Just a few disturbing highlights from the anarchy of the past months during which the National Transitional Council and, recently, the elected National Congress and new Prime Minister, have proven themselves, for all their admirable intentions, incapable of enforcing order and the rule of law in their country against the scores of tribal militias who actually rule Libya;
There are at least 100,000 armed fighters roving Libya with heavy weapons (including rocket propelled grenades like the ones used in the attack that killed Ambassador Stevens); the government has been unable to disarm them or prevent them from using these weapons against one another and the government; last winter the New York Times headlined: "Libya Struggles to Curb Militias as Chaos Grows;"
- On June 6, a roadside bomb was detonated in front of the very same American Consulate in Benghazi from which Ambassador Stevens was fleeing, though there were no casualties; in a similar attack in the spring, the British ambassador was targeted though not hit;
This then is a story not of a few aberrant events culminating in an isolated attack on Ambassador Stevens, but of ongoing chaos for which the lame Libyan government has had no answer. Secretary Clinton certainly was on target in alluding to how "complicated" the world is. But such complications have historical antecedents that have been largely ignored.
Perhaps the most important lesson to be drawn is from the history of revolutions: overthrowing tyranny does not in itself establish democracy, but more often yields anarchy. And from anarchy and disorder come renewed tyranny. The French Revolution led to Napoleon and the restoration of the monarchy; the Russian Revolution ended with elimination of their rivals by the Bolsheviks -- call them the secular Salafists of their time. The Iranian overthrow of the Shah resulted in the rule of the Mullahs. Does anyone think, given the cast of characters fighting him, that if Bashar Assad falls, the result will be democracy?
This is not to oppose revolutions, which are in any case products of historical forces that cannot be stopped. Nor is it to criticize the idealistic revolutionaries who overthrew the 42-year old Libyan dictatorship in Tripoli or the military regime in Cairo. It is, however, to ask whether we can expect from Western governments in London or Paris or Rome or Washington a greater appreciation of the risks involved in supporting revolutions unconditionally, blind to the complicated and contradictory forces revolution always unleash. It is to ask them to stop pretending every act of tribal hubris or militia violence is aberrant, and that Libya and Egypt are otherwise populated exclusively by aspiring democrats and liberty loving computer geeks.
To ignore these lessons is to ignore our own long, difficult and costly journey to democracy, achieved only after eighty years of slavery and at the cost of a bloody civil war.

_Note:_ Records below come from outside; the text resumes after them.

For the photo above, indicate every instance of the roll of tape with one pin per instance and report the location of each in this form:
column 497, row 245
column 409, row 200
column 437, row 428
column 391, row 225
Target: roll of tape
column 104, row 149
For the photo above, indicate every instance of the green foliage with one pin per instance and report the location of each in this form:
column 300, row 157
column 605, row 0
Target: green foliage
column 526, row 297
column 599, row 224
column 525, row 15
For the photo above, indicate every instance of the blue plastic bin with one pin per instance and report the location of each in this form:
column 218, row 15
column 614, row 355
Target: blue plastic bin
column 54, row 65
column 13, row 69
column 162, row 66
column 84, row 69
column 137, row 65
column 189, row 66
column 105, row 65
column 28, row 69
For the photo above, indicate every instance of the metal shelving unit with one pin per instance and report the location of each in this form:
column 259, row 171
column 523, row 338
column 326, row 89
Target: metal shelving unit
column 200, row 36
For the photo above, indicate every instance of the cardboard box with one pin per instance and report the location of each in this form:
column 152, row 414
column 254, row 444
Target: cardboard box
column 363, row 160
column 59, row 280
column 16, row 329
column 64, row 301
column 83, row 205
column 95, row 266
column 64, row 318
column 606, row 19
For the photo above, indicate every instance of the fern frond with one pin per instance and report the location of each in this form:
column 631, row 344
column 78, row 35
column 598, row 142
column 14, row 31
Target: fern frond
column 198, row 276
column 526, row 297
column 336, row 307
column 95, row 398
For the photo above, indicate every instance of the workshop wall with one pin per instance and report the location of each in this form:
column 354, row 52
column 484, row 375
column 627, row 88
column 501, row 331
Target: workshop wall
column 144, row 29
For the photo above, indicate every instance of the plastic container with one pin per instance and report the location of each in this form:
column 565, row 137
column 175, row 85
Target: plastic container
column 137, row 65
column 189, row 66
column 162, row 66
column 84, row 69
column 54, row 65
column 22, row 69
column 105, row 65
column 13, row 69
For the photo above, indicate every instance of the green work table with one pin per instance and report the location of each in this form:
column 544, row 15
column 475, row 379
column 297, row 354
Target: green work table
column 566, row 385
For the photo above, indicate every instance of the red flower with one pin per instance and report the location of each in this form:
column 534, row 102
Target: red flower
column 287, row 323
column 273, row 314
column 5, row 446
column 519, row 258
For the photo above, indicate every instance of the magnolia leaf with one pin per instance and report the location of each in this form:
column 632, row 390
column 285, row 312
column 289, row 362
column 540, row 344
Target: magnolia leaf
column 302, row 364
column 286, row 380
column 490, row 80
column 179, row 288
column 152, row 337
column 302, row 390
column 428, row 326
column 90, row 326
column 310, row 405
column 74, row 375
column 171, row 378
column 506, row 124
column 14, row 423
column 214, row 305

Washington and its allies tend to ride a see-saw, blindly supporting dictatorships whose depredations they underestimate and then blindly supporting revolutions whose consequences they misjudge. And now the U.S. is planning to send drones, marines and naval vessels to try to redress a chaos it inadvertently helped precipitate and should at least have anticipated. The taboo against "American boots on the ground" in Libya is broken.
If then we fail to engage more deeply with democratic revolution's complications; if we do not look more honestly at the rough realities of the cultures in which the Arab Spring is unfolding; and if we continue to think we can "bring democracy and liberty" to Tripoli and Cairo and Damascus overnight rather than allow them time to realize democracy and liberty on their own -- a long, slow, painful process measured by decades rather than months -- these boots and drones will undoubtedly have their own new unforeseen consequences that in the months ahead will be confounding us all over again.